The sound was deafening. It wasn't a physical sound; it was the sound of his DNA being rewritten.

Ren's vision exploded into a kaleidoscope of data.

> [BOUNTY THRESHOLD REACHED: 2,000,000 BELI]

> [INITIATING PHASE 1: THE INFAMY MULTIPLIER]

> Permanent Physical Floor established: Grade D (Iron Skin/Seaman Level).

> Current Training Multiplier: 5.0x.

> Recovery Factor: 10.0x.

>

The pain in his ribs didn't just fade—it vanished. Ren felt his muscle fibers tearing and re-knitting at a visible speed. The malnutrition that had haunted him for weeks was consumed by the System's surge of energy. His skin, once pale and bruised, took on a healthy, bronze sheen.

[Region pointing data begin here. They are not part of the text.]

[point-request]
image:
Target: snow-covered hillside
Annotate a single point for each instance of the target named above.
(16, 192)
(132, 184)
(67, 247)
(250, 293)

He sat up. He didn't feel like a dying boy. He felt like a coiled spring made of steel.

"Five times," Ren whispered.

He dropped to the floor of the cell. In his old life, a man could do maybe 50 push-ups before his form broke. Ren started pumping.

One, two, ten, twenty...

His muscles didn't tire. Instead, they got hotter. Every repetition felt like it was worth an hour of high-intensity training. He could feel the fibers getting thicker. By the time he hit a hundred, he was moving so fast he was a blur in the darkness.

"Captain Morgan is coming to execute me tomorrow," Ren said, his voice now a deep, resonant baritone. "He thinks he's killing a pirate. He doesn't realize he's just providing the next milestone for my growth."

Ren stood up and looked at the iron bars of his cell. He reached out, grabbed two of them, and pulled.

The iron groaned. In this world, strength was a choice. And Ren Thorne had just decided to be a monster.